Mikey Dread has used his great and refined broadcast and audio engineering talents to further reggae music in the United Kingdom and the world. He believes in a multimedia approach to publicizing reggae. Some of his works in the United Kingdom include narrating reggae documentaries, and hosting series such as "Rockers Roadshow" for Channel 4 TV London and the ever popular six-part Channel 4 TV reggae documentary series "Deep Roots Music."
In 1992 he collaborated with former Guns n' Roses guitarist Izzy Stradlin on a duet entitled "Can't Hear 'Em."
In 1993, Mikey Dread was involved in several projects, including a tour with the Roots Radics band and working in television with the 'Caribbean Satellite Network' (CSN) in Miami, Florida where he was Program Director and 'On Air Personality' as well as Producer for various TV shows.
Mikey Dread furthered his knowledge of TV/Video Production at the Art Institute of Fort Lauderdale, where he graduated in 1996 with Honors and at Lynn University in Boca Raton, Florida where he earned a Bachelor of Arts Degree in International Communications, with 'Magna Cum Laude' honors.
Mikey Dread is a man of world diversity and immense resourcefulness. His rhythms have defined reggae and have helped with its global development. From "Barber Saloon" to "Break down the Walls," there is a unique blend of rhythms only found in the man that everyone seems to see as 'Dread at the Controls.' Mikey Dread's origination of reggae broadcast programming has given the world a formula for reggae broadcasting that has been adopted by DJ's and broadcast networks worldwide.
After long legal fights with independent record labels Mikey Dread gained the rights back for his entire catalog. Encouraged by his wife Monika, Mikey Dread returned to the music business and to his own label "Dread at the Controls." Mikey Dread began releasing new music like his latest album "Life is a Stage" (2007) and continued re-releasing his back catalog.

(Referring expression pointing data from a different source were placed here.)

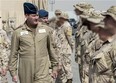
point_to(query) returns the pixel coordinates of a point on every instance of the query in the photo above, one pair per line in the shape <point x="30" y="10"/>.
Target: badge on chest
<point x="24" y="33"/>
<point x="42" y="31"/>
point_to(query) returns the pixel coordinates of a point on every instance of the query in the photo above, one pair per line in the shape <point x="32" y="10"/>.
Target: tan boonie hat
<point x="111" y="12"/>
<point x="58" y="11"/>
<point x="86" y="14"/>
<point x="83" y="6"/>
<point x="95" y="17"/>
<point x="64" y="15"/>
<point x="100" y="25"/>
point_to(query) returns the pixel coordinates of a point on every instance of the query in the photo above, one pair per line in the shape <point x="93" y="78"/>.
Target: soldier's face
<point x="44" y="19"/>
<point x="110" y="22"/>
<point x="77" y="12"/>
<point x="32" y="19"/>
<point x="57" y="14"/>
<point x="93" y="28"/>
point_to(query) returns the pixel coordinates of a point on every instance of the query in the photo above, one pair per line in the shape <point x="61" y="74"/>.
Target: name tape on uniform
<point x="23" y="32"/>
<point x="42" y="31"/>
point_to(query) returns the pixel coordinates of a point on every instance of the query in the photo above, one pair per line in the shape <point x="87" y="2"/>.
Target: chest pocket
<point x="26" y="40"/>
<point x="41" y="36"/>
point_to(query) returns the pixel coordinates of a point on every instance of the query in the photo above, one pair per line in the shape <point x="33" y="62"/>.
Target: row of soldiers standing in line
<point x="96" y="44"/>
<point x="96" y="57"/>
<point x="63" y="44"/>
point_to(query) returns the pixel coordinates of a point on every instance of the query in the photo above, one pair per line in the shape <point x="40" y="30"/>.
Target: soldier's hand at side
<point x="4" y="71"/>
<point x="54" y="74"/>
<point x="15" y="79"/>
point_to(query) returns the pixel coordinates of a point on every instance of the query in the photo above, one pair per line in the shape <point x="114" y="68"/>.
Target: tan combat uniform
<point x="4" y="47"/>
<point x="64" y="45"/>
<point x="33" y="50"/>
<point x="104" y="63"/>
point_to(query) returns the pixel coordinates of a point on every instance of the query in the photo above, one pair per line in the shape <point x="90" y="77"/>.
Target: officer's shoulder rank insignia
<point x="23" y="32"/>
<point x="42" y="30"/>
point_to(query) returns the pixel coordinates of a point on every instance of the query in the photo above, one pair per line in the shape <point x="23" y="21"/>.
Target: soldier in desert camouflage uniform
<point x="103" y="61"/>
<point x="64" y="48"/>
<point x="82" y="38"/>
<point x="4" y="47"/>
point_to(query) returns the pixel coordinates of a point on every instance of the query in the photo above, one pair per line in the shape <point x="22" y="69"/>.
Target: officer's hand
<point x="54" y="74"/>
<point x="4" y="71"/>
<point x="14" y="79"/>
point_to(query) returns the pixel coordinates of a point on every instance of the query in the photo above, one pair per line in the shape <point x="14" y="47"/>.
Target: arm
<point x="52" y="55"/>
<point x="68" y="34"/>
<point x="13" y="59"/>
<point x="5" y="54"/>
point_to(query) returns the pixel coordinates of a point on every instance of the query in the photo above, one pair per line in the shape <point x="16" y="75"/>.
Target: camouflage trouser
<point x="3" y="79"/>
<point x="65" y="72"/>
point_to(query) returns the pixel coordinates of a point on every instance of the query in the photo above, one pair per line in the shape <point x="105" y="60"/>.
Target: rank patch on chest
<point x="23" y="32"/>
<point x="42" y="31"/>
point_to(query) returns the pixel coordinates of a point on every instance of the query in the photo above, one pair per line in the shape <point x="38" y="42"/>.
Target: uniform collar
<point x="112" y="38"/>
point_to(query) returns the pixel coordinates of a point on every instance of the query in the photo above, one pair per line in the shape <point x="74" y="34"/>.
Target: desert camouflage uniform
<point x="104" y="63"/>
<point x="64" y="44"/>
<point x="4" y="48"/>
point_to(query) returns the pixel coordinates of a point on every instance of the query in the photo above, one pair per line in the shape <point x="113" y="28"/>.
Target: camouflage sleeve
<point x="13" y="58"/>
<point x="68" y="34"/>
<point x="112" y="54"/>
<point x="77" y="48"/>
<point x="4" y="53"/>
<point x="51" y="51"/>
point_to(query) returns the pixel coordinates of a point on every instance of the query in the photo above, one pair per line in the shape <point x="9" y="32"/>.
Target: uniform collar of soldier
<point x="112" y="38"/>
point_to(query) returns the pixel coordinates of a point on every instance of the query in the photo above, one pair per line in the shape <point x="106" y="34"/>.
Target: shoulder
<point x="46" y="28"/>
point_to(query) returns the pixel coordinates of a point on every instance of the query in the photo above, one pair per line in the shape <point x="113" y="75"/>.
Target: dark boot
<point x="69" y="81"/>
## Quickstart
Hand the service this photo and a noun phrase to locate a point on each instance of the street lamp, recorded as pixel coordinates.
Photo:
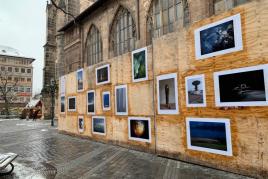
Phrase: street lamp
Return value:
(52, 89)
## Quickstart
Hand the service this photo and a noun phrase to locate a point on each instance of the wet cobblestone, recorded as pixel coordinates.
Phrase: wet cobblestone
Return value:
(46, 154)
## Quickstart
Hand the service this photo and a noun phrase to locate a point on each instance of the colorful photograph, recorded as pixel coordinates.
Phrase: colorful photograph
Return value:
(62, 104)
(121, 100)
(195, 91)
(71, 103)
(167, 94)
(139, 129)
(80, 86)
(103, 75)
(219, 38)
(81, 124)
(211, 135)
(98, 125)
(242, 87)
(106, 100)
(91, 102)
(139, 65)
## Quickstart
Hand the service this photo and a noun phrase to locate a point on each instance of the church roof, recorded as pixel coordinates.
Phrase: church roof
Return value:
(84, 14)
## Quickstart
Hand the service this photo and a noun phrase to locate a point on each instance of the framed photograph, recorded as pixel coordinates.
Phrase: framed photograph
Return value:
(121, 100)
(242, 87)
(218, 38)
(62, 85)
(139, 129)
(167, 93)
(81, 124)
(139, 65)
(209, 135)
(195, 91)
(103, 75)
(98, 125)
(72, 103)
(62, 104)
(79, 77)
(91, 102)
(106, 101)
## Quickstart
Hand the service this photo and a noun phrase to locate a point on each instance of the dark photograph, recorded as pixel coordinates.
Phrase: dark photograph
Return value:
(102, 75)
(99, 125)
(242, 87)
(195, 91)
(121, 100)
(72, 103)
(62, 104)
(90, 100)
(80, 80)
(217, 38)
(210, 135)
(139, 129)
(167, 94)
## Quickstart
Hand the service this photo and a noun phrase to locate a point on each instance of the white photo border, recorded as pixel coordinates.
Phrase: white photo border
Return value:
(165, 77)
(229, 151)
(237, 33)
(80, 70)
(240, 70)
(204, 104)
(81, 130)
(71, 110)
(96, 74)
(98, 133)
(105, 93)
(91, 91)
(149, 126)
(121, 113)
(146, 64)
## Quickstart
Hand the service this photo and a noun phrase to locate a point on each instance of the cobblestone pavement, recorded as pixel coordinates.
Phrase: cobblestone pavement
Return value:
(44, 153)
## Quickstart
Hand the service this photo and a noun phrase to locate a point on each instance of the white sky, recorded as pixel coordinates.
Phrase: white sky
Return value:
(23, 27)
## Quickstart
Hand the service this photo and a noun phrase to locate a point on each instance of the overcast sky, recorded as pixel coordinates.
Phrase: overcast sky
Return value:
(23, 27)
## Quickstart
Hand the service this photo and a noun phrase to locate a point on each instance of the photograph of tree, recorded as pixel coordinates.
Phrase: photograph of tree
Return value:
(80, 86)
(98, 124)
(139, 129)
(139, 64)
(195, 91)
(217, 38)
(91, 102)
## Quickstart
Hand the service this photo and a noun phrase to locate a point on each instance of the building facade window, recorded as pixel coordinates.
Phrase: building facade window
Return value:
(123, 33)
(162, 16)
(94, 46)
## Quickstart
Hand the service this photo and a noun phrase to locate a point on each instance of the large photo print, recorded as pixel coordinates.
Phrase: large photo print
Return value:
(224, 36)
(242, 87)
(209, 135)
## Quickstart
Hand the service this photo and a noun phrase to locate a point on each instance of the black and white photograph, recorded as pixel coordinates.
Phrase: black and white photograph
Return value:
(91, 102)
(167, 92)
(242, 87)
(209, 135)
(139, 65)
(72, 103)
(81, 124)
(121, 100)
(139, 129)
(62, 104)
(106, 101)
(195, 91)
(103, 75)
(98, 125)
(221, 37)
(79, 76)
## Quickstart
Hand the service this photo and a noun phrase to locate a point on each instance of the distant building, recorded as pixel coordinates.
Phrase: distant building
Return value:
(20, 69)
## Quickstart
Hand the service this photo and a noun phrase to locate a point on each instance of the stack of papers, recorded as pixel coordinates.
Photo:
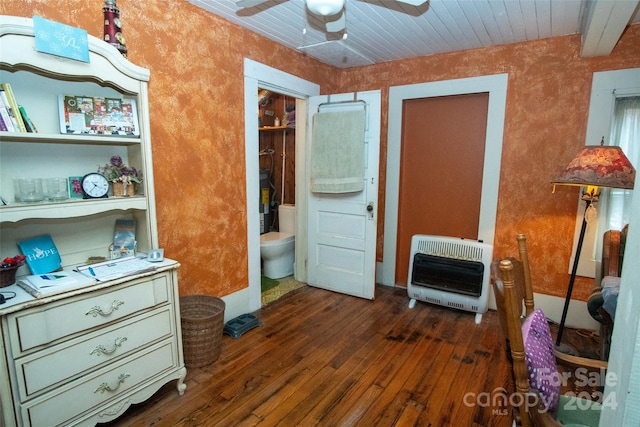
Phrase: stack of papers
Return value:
(41, 285)
(114, 269)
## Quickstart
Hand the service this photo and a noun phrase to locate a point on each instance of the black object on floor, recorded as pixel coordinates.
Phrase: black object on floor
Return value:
(241, 324)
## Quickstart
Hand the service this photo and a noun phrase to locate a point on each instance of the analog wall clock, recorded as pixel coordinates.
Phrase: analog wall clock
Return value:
(94, 186)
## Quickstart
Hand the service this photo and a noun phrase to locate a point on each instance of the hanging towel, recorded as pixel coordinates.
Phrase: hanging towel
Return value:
(337, 152)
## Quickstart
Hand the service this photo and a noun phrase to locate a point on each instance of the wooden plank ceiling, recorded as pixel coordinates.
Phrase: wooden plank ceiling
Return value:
(386, 30)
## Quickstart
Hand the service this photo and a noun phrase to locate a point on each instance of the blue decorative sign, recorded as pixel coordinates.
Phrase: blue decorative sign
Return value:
(61, 40)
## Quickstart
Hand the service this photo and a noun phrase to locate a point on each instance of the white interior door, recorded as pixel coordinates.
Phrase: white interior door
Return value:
(342, 227)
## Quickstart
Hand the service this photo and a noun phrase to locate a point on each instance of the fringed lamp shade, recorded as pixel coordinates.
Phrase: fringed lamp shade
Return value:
(595, 166)
(601, 166)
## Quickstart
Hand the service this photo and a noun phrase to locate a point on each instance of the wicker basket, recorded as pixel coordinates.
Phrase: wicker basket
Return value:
(202, 319)
(8, 275)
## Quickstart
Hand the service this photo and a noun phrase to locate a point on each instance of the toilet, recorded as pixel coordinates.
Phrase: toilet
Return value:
(277, 248)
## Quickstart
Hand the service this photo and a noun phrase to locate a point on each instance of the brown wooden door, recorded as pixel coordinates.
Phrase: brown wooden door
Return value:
(441, 166)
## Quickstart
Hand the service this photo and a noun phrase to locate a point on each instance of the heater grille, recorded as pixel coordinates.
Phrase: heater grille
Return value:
(468, 250)
(436, 277)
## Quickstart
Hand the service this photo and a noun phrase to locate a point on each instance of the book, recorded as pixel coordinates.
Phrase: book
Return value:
(41, 285)
(27, 120)
(81, 114)
(11, 98)
(41, 254)
(7, 113)
(114, 269)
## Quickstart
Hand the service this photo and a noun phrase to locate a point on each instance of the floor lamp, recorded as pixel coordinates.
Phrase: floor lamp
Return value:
(595, 166)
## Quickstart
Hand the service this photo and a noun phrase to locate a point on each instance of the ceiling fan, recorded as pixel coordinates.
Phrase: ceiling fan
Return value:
(333, 11)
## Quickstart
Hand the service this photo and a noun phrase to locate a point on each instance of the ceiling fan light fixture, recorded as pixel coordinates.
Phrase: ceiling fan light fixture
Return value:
(325, 7)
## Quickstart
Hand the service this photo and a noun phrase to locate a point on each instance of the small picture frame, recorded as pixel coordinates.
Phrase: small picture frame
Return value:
(75, 188)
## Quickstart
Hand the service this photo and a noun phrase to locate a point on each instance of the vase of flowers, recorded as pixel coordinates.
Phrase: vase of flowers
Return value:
(8, 269)
(123, 178)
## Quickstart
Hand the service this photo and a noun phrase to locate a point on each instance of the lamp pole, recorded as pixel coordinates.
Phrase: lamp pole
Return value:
(574, 270)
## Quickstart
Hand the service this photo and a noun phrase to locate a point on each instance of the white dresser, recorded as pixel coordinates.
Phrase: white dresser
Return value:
(84, 357)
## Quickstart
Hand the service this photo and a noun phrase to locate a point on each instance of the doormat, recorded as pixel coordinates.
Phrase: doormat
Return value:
(267, 283)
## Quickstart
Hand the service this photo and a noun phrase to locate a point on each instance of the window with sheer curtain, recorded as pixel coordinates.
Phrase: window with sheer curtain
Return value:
(625, 132)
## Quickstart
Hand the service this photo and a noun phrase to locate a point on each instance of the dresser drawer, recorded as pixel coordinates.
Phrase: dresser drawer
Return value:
(112, 383)
(43, 325)
(70, 359)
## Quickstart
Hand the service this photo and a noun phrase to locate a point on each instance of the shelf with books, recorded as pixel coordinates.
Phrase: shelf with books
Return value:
(83, 230)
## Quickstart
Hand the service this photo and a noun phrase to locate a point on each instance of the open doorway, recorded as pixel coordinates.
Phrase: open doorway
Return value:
(259, 76)
(277, 154)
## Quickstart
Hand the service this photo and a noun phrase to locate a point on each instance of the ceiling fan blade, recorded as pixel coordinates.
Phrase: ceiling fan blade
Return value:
(413, 2)
(249, 3)
(337, 25)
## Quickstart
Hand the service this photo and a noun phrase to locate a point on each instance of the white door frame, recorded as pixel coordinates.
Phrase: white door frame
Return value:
(496, 86)
(257, 75)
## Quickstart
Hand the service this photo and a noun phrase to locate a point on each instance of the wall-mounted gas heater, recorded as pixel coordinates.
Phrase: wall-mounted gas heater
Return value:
(451, 272)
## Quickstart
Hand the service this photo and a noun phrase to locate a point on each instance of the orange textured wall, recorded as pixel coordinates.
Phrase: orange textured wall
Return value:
(545, 125)
(196, 106)
(196, 103)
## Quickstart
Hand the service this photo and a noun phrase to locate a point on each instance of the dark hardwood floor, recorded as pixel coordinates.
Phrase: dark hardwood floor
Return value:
(322, 358)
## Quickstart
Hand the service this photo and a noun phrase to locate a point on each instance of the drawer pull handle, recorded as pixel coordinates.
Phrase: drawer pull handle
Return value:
(106, 387)
(98, 310)
(100, 349)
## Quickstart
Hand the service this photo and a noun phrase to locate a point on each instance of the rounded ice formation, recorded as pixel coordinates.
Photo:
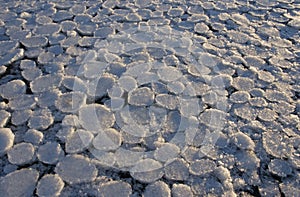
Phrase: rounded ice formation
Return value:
(6, 140)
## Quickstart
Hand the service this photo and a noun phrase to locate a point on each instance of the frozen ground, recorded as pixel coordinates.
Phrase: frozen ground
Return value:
(149, 98)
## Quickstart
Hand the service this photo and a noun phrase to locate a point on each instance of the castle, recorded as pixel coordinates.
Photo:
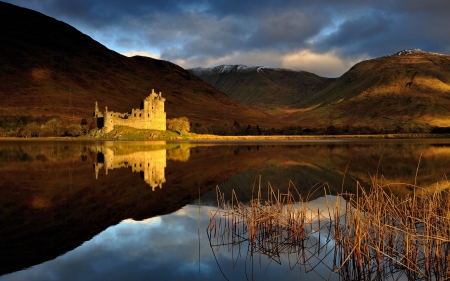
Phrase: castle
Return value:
(150, 115)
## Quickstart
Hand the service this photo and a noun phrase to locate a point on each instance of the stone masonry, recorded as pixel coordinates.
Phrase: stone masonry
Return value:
(150, 115)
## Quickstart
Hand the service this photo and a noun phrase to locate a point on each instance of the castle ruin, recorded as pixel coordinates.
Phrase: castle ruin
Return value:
(150, 115)
(149, 164)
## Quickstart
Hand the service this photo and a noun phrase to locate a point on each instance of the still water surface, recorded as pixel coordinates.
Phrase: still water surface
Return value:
(131, 210)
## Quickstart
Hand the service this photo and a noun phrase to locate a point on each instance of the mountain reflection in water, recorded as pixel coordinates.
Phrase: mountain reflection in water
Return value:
(54, 196)
(163, 248)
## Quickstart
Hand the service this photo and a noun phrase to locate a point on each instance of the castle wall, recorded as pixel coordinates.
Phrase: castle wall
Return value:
(151, 116)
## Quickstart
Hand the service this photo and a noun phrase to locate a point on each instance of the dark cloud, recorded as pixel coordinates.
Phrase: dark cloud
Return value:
(201, 31)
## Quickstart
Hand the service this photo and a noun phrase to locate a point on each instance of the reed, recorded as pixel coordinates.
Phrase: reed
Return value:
(376, 234)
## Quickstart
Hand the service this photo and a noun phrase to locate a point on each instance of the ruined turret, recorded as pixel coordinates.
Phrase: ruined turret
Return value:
(150, 115)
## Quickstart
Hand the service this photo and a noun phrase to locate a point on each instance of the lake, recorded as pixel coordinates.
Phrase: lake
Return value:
(75, 210)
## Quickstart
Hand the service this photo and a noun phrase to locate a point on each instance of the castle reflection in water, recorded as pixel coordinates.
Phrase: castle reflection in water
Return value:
(150, 164)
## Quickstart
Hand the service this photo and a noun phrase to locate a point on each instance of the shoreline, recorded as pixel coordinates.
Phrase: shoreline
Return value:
(202, 138)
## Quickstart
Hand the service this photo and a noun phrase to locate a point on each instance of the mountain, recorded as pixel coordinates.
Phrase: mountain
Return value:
(269, 89)
(48, 68)
(409, 89)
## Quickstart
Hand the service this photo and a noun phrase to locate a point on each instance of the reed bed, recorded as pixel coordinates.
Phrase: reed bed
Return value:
(371, 235)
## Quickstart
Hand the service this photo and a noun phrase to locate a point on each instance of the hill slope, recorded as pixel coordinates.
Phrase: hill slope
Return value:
(265, 88)
(410, 88)
(49, 68)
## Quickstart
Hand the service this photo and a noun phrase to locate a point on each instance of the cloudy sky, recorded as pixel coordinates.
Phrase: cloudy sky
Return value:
(325, 37)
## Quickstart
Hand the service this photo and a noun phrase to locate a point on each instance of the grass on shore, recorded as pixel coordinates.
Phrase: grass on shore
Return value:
(374, 235)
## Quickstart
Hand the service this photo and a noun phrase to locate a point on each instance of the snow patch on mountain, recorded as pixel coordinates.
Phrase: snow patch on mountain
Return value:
(224, 69)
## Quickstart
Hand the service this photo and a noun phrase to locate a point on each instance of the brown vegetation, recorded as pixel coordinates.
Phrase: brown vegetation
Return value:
(376, 235)
(49, 68)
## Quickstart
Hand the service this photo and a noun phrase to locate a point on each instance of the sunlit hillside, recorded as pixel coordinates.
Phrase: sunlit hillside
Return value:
(408, 89)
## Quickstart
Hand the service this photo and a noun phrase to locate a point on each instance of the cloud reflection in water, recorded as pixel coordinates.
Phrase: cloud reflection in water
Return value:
(160, 248)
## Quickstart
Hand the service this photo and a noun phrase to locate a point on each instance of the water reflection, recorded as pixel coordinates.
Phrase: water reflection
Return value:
(51, 201)
(162, 248)
(149, 164)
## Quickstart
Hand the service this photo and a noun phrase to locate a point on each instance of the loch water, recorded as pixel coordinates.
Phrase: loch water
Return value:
(72, 210)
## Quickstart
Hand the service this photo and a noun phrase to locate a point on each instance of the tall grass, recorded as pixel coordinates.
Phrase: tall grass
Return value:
(371, 235)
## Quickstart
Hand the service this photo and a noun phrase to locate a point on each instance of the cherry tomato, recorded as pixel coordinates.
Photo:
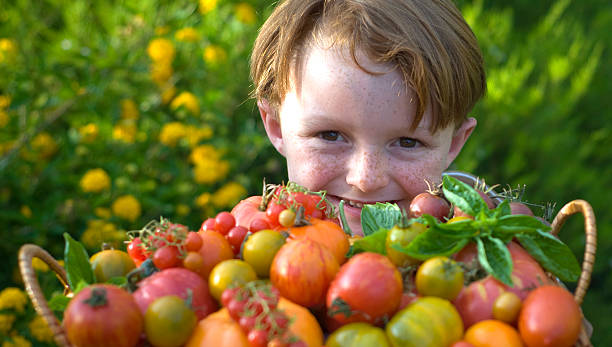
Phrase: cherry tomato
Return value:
(193, 242)
(441, 277)
(224, 221)
(260, 248)
(166, 257)
(169, 322)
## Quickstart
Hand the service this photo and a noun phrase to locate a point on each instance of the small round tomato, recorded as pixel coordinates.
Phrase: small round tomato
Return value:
(507, 307)
(111, 263)
(441, 277)
(166, 257)
(169, 322)
(550, 317)
(228, 273)
(357, 334)
(492, 333)
(260, 248)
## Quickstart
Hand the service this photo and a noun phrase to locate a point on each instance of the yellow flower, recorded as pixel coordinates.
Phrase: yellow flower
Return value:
(5, 101)
(214, 55)
(210, 171)
(6, 322)
(161, 72)
(167, 94)
(187, 35)
(39, 265)
(203, 153)
(245, 13)
(182, 209)
(95, 181)
(40, 329)
(194, 134)
(129, 110)
(207, 6)
(16, 341)
(102, 212)
(26, 211)
(203, 200)
(8, 49)
(125, 131)
(163, 30)
(13, 298)
(161, 50)
(126, 207)
(44, 145)
(4, 118)
(228, 195)
(89, 132)
(171, 133)
(188, 100)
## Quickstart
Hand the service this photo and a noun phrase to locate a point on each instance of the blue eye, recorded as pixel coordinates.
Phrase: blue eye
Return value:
(329, 135)
(406, 142)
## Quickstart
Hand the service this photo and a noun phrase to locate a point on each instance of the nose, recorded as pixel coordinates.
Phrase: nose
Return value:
(367, 171)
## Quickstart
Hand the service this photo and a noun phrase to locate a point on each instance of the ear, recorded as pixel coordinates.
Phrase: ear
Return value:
(460, 136)
(271, 122)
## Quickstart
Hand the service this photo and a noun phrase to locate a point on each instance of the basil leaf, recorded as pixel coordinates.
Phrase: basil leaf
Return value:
(374, 242)
(552, 254)
(379, 215)
(431, 244)
(495, 258)
(463, 196)
(76, 261)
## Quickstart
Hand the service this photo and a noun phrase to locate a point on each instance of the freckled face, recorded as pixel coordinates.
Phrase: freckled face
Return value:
(348, 132)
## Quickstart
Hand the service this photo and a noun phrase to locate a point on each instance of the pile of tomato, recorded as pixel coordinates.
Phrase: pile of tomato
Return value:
(275, 272)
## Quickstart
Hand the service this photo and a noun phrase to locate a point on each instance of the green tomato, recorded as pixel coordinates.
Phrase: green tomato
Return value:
(428, 322)
(169, 322)
(358, 335)
(260, 248)
(402, 237)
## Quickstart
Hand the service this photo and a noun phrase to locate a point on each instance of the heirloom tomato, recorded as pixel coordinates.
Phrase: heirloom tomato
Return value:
(103, 315)
(302, 271)
(492, 333)
(357, 335)
(169, 322)
(428, 322)
(325, 232)
(111, 263)
(550, 317)
(176, 281)
(368, 288)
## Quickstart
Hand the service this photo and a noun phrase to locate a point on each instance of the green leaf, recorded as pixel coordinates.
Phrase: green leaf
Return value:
(552, 254)
(463, 196)
(431, 244)
(379, 216)
(76, 261)
(374, 242)
(495, 258)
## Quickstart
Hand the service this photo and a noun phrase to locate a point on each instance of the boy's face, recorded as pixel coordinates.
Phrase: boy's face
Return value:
(348, 132)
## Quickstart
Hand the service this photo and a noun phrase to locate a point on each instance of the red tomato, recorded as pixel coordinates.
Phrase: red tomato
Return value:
(103, 315)
(302, 271)
(176, 281)
(550, 317)
(370, 287)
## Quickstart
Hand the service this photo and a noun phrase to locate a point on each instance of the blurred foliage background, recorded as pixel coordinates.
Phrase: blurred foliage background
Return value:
(113, 113)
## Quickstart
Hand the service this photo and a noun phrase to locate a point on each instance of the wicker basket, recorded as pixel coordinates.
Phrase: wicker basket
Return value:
(29, 251)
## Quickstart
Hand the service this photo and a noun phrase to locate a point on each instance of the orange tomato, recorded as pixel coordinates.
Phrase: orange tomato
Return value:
(220, 330)
(493, 333)
(215, 248)
(325, 232)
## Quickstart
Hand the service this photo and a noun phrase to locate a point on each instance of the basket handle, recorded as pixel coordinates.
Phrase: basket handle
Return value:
(590, 229)
(26, 253)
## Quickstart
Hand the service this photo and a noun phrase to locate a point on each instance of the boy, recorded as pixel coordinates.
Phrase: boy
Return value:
(367, 99)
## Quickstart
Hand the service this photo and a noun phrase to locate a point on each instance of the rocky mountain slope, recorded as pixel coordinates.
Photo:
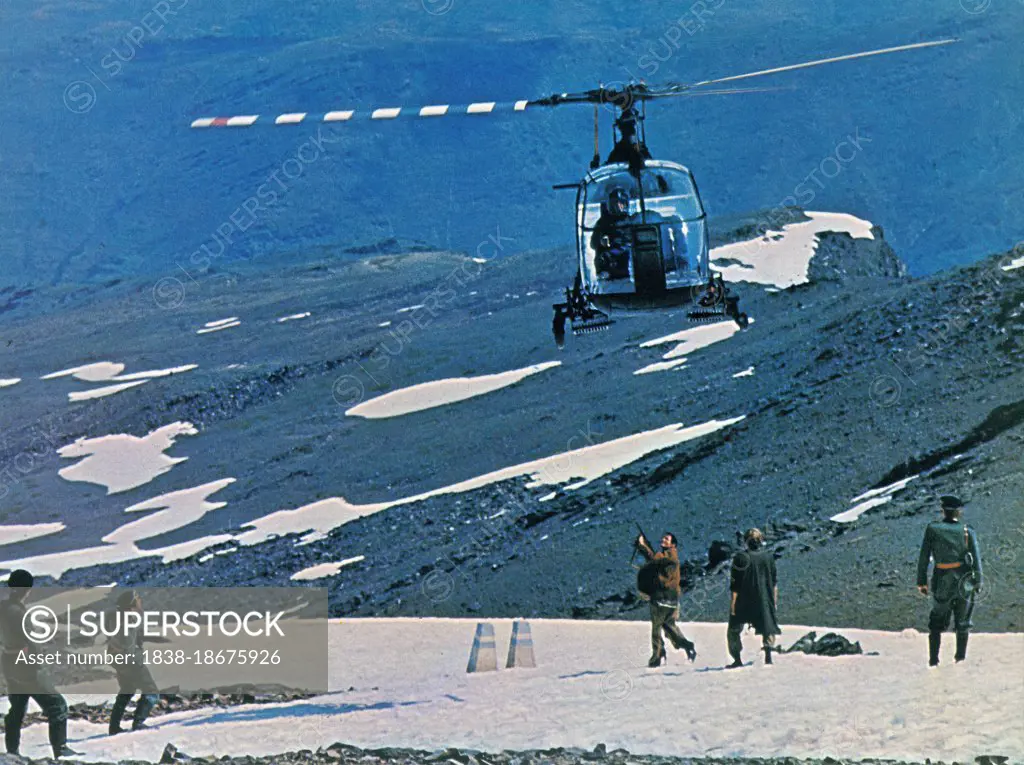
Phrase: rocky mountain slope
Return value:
(862, 378)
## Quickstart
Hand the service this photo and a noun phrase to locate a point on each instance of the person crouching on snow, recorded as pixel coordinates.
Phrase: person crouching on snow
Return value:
(665, 600)
(134, 676)
(754, 584)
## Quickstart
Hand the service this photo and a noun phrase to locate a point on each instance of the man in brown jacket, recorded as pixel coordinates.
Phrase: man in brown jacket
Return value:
(665, 599)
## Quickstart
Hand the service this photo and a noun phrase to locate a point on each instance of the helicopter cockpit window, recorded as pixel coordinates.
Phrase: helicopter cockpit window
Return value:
(617, 210)
(671, 194)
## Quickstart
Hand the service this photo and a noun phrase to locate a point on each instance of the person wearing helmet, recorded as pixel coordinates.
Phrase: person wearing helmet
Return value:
(134, 675)
(26, 680)
(609, 240)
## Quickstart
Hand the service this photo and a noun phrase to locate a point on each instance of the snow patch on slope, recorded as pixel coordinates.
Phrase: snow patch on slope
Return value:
(782, 258)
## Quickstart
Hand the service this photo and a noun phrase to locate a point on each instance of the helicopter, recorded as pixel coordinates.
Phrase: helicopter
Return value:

Currently most of his albums can be found for digital download from various companies worldwide including itunes, and his music and merchandise is always available to the public at www.mikeydread.com
Throughout the past years Mikey has been making impressive and captivating live concert performances with his own seven-piece band the "Dread at the Controls Band."
In 2004, Mikey Dread appeared as featured artist with Seal on the Sony Movie soundtrack "50 First Dates" with Adam Sandler and Drew Barrymore. The track, a reggae cover of Echo and the Bunnymen's hit song "Lips like Sugar" is also featured on Seal's Warner Brothers "The Best of Seal" album.
On February 21st, 2007 Mikey Dread has been invited to perform and to give an interview at the "Rock and Roll Hall Of Fame," in Cleveland, Ohio.
On March 15, 2008 MIKEY DREAD lost a battle to a brain tumor. Despite his death his legacy continues.